La volta scorsa abbiamo visto come i romani hanno iniziato ad interessarsi dell’area attorno a Rovato, insediandosi tra gli alleati Cenomani di Brescia ed i nemici Insubri di Milano, mostrandovi i segni ancora evidenti lasciati dalla centuriazione con cardine Coccaglio-Pompiano.
Sappiamo che Roma effettuò 5 grandi centuriazioni del bresciano. Tra le più antiche, quella a confine con l’agro di Cremona, fondata nel 218 a.C. dai latini, in cui risultarono presenti 6.000 coloni. Per continuità, quella centuriazione fu estesa oltre l’Oglio interessando le aree attorno a Quinzano. La più grande centuriazione riguarda tuttavia quell’area appena fuori dalla nostra città fino alla brughiera di Montichiari, avente cardine a cavallo della strada Brescia-Cremona.
Questo processo fu lento e graduale, via via che i nuovi coloni arrivavano e si mescolavano ai cenomani autoctoni, integrandosi gli uni cogli altri. Infatti, se per le due centuriazioni a ridosso dell’Oglio parliamo degli anni fra III e II sec. a.C. per la grande centuriazione sulla strada Brescia-Cremona parliamo del I sec. a.C. Probabilmente quando Brixia fu riconosciuta nel 89 a.C. come colonia latina fittizia dalla Lex Pompeia. Da qui il processo accelerò: quarant’anni dopo, la Lex Iulia Municipalis la riconosceva Municipio della Repubblica Romana ed infine, in un periodo compreso tra il 27 e l’8 a.C., Brixia salì al rango di Colonia Civica Augustea.
Il collegamento diretto tra Cremona e Brescia ha certamente favorito lo sviluppo, la bonifica e l’interesse latifondistico in quest’area, così come anche nell’area a ridosso di Lonato e del basso Garda, sull’asse con Verona. È stato stimato che la città di Brescia non avrebbe superato i 9.000 abitanti, mentre nell’agro sud-orientale verso Montichiari avrebbero vissuto circa 40.000 persone e vi fossero concentrate circa 250 ricche famiglie (gens) latifondiste che aggregate possedevano un patrimonio di circa 35.000 piò.
Questo spiccato interesse per quelle zone, unito alle successive annessioni di terre ricche di minerali come le valli Trompia, Sabbia e Camonica, indussero i romani a disinteressarsi di quell’area a sud del Monte Orfano e della Franciacorta, della quale probabilmente già i cenomani non avevano avuto particolare interesse. L’immagine mostra i principali ritrovamenti archeologici di epoca romana (punti rosa) che scarseggiano nell’area evidenziata, lasciata dai romani in gran parte allo stato selvaggio.

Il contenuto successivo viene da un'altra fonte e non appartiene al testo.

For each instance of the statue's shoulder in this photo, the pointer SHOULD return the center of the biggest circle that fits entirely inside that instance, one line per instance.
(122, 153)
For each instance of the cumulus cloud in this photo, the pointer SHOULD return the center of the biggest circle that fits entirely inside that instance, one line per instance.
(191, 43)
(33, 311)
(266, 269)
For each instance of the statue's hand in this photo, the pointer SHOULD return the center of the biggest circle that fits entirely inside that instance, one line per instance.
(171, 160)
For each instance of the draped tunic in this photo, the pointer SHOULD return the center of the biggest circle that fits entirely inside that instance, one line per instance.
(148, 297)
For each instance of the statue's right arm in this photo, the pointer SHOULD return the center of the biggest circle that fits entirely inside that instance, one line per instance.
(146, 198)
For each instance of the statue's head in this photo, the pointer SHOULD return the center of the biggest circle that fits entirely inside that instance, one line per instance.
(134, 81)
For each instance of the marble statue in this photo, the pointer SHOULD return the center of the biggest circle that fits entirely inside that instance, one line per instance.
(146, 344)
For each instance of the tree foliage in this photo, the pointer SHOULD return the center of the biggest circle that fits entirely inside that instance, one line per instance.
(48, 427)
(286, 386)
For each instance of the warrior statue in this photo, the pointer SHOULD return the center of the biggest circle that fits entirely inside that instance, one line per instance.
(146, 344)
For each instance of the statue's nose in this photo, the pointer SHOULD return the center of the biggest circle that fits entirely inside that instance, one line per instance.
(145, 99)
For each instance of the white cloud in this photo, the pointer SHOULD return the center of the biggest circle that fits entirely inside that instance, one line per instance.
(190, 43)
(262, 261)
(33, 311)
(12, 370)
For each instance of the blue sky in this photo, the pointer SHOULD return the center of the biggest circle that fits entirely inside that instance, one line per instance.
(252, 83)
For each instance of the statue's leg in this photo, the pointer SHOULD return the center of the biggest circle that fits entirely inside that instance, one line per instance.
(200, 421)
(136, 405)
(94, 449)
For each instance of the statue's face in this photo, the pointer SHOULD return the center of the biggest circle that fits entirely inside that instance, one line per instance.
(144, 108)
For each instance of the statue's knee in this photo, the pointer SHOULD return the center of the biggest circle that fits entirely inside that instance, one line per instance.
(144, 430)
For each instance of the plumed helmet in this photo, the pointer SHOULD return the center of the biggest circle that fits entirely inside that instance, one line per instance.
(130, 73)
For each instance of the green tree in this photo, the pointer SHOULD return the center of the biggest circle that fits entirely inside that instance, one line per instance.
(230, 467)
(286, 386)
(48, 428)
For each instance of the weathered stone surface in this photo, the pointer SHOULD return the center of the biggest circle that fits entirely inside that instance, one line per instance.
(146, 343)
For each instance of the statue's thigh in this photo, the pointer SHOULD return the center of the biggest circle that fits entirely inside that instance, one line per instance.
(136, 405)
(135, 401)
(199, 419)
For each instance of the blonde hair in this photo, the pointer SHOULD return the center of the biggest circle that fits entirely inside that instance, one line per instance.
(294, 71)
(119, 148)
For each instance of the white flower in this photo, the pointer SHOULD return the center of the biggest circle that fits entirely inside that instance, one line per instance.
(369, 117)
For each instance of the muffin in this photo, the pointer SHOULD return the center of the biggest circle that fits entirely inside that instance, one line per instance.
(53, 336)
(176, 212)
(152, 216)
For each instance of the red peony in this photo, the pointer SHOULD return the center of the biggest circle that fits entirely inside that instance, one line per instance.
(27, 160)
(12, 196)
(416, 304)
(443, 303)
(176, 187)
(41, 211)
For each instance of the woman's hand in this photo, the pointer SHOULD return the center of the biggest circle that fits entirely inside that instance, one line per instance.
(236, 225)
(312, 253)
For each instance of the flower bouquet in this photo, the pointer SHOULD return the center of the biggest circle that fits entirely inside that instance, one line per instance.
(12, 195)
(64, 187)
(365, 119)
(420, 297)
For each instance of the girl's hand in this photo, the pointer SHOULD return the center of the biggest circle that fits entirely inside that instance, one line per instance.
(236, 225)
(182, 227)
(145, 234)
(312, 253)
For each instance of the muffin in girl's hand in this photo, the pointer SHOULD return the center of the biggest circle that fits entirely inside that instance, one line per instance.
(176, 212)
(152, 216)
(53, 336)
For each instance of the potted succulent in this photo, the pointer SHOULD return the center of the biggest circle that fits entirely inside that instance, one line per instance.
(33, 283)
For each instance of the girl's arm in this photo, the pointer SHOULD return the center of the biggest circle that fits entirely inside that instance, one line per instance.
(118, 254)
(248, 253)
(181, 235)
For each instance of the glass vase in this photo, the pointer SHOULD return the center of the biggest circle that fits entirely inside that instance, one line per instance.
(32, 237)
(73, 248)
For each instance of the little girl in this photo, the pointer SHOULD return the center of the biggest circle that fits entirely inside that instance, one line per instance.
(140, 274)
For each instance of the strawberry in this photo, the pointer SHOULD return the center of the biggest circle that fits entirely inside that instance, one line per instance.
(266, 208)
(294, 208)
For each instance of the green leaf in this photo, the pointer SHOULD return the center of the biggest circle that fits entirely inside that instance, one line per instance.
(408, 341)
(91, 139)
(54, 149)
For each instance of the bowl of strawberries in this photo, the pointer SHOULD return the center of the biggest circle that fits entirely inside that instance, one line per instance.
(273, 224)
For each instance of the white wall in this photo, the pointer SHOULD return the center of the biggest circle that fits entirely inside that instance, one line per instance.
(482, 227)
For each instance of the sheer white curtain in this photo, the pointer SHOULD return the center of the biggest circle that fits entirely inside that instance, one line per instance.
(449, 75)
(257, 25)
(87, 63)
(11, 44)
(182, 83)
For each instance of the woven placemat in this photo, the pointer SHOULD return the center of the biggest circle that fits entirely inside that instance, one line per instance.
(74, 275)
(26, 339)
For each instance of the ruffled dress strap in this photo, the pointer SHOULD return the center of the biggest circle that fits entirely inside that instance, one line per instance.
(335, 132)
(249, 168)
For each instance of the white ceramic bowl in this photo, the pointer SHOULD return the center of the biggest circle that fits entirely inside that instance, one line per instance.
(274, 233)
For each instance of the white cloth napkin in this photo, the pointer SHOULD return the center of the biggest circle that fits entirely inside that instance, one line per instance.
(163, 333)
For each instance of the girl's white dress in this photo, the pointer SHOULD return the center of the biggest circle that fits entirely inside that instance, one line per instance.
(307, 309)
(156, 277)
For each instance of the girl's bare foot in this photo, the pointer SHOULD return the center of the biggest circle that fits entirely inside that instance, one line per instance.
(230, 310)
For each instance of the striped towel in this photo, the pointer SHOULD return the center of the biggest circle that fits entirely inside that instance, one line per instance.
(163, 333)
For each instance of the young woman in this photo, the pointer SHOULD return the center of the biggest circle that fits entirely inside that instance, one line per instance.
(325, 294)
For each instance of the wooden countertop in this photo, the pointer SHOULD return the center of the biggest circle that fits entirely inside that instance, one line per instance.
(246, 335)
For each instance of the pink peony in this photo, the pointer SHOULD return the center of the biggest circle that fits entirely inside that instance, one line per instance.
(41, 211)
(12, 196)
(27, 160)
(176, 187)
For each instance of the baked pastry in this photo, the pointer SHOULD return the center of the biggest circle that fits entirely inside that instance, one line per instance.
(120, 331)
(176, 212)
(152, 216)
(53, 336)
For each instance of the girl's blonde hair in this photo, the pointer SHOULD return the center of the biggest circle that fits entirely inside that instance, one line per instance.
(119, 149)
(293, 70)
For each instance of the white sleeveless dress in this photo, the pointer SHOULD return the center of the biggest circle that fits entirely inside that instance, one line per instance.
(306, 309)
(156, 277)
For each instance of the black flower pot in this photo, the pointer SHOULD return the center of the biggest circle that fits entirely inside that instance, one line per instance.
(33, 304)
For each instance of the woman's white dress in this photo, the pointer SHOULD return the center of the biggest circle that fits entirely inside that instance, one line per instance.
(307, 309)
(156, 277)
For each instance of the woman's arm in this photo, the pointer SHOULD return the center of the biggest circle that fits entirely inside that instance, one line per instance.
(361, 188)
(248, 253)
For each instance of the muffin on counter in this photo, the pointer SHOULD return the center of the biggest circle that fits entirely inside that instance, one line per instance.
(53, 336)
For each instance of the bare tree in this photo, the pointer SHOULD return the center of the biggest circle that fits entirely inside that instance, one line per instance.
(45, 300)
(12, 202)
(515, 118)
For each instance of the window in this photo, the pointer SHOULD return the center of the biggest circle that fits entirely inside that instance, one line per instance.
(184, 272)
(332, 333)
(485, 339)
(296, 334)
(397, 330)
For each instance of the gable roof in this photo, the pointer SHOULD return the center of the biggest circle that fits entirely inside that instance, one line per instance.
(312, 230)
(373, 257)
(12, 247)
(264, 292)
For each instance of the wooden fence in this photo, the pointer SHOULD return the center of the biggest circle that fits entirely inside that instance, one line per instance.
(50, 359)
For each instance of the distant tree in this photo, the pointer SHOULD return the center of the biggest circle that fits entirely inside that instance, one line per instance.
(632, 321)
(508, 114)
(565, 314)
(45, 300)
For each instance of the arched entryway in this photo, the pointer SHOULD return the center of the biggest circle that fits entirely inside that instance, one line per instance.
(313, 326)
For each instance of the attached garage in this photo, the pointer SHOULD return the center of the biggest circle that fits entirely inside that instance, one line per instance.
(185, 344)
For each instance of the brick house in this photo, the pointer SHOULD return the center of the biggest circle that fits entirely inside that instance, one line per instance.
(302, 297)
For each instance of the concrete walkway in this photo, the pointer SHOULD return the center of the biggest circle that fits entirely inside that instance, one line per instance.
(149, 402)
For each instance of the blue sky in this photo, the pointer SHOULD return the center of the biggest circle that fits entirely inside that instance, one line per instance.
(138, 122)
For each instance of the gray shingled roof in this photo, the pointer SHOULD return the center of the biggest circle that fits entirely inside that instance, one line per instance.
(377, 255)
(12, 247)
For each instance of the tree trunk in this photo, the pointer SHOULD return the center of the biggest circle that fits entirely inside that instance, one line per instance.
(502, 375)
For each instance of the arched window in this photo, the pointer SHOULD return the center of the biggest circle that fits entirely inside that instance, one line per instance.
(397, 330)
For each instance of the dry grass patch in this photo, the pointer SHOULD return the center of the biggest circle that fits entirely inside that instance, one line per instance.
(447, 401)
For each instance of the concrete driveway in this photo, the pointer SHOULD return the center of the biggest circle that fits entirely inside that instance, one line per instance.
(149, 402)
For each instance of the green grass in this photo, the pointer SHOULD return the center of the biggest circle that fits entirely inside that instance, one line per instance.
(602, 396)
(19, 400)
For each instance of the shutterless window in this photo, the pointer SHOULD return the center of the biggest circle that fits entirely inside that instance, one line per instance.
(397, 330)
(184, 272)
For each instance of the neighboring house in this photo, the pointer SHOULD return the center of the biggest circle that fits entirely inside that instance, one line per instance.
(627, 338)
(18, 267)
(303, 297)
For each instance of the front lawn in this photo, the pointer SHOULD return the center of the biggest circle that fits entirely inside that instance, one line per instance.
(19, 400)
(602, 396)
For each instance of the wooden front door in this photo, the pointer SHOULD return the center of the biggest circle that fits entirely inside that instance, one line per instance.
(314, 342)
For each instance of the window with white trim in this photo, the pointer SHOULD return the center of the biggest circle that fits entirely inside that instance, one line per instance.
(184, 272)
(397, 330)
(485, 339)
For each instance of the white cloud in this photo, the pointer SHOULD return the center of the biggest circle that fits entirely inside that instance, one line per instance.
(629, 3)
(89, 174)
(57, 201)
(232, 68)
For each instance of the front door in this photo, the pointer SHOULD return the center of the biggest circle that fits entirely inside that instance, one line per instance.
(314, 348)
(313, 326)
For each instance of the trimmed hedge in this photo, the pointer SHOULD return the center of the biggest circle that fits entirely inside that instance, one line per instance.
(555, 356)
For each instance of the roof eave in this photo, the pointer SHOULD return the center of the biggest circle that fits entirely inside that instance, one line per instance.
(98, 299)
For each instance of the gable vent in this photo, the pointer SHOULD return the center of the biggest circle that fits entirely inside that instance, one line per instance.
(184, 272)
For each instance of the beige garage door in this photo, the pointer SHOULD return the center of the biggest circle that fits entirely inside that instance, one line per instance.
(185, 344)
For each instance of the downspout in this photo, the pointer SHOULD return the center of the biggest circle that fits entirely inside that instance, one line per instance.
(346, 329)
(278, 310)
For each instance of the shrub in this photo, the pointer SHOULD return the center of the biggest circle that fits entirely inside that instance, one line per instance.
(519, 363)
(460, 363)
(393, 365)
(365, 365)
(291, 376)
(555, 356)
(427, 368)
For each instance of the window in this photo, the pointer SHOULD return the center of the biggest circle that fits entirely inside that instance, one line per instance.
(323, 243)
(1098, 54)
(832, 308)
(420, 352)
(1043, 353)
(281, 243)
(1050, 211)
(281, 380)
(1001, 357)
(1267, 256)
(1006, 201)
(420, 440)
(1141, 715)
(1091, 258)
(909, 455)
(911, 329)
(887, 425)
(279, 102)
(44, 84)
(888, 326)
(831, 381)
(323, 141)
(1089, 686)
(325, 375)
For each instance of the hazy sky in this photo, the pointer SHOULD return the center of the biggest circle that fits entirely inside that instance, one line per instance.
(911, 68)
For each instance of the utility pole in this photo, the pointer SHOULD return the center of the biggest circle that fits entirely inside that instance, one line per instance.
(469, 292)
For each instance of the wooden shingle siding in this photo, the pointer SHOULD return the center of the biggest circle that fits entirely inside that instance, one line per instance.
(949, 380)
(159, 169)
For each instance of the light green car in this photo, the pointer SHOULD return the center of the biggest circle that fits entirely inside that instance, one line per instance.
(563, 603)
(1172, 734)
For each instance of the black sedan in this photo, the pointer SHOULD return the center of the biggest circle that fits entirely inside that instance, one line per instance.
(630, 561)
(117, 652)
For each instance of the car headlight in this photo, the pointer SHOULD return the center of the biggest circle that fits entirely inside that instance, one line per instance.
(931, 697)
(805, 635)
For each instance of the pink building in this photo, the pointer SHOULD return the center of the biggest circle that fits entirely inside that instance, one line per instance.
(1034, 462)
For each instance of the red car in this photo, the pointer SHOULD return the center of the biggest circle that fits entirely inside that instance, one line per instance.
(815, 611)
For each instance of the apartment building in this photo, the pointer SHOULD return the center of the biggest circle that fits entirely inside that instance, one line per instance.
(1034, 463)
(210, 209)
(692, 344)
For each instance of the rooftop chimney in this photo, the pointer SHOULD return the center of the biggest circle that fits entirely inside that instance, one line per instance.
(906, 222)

Il contado di Rovato evidenziato in blu ha avuto la stessa sorte.
Non lasciarono completamente disabitata la zona a sud dell’Orfano, viste le testimonianze archeologiche (in gran parte però non vanno più indietro del I-II sec. d.C.). Perché i romani avevano già identificato tutta quella pianura come ricca di risorgive da cui attingere facilmente per l’irrigazione e ne avevano riconosciuto l’alta fertilità, soprannominandola “ager farraticanus”. Sicuramente nell’area tra Rovato e Chiari, dove si estendevano vasti prati e radure, devono aver investito un certo interesse. Taluni credono che la seriola più antica dell’ovest bresciano, la Vetra, fosse stata scavata proprio da loro. A supporto della sua antichità sarebbe documentato l’allargamento della stessa, “concesso” da Pietro Orseolo, nel 976.
Eppure buona parte del nostro contado, ricoperto da vaste estensioni boscate di salici, carpini, ontani e betulle fu lasciato alla natura tra acquitrini e risorgive. A dare un ordine ci avrebbero pensato i monaci del medioevo, ma anche loro non si impegnarono a fondo in Franciacorta. Almeno fino all’anno mille, quando i due grandi monasteri di Leno e di S. Giulia/S. Salvatore furono ben lieti di cedere quell’area ancora paludosa e ricca di boschi e terre incolte, ai nuovi arrivati che piantarono la loro base a Rodengo: i cluniacensi. Per quanto riguarda la campagna a sud di Rovato, qualcosa fece la pieve di Coccaglio, ma vedremo come ci vollero ancora molti secoli prima di strapparla alla natura.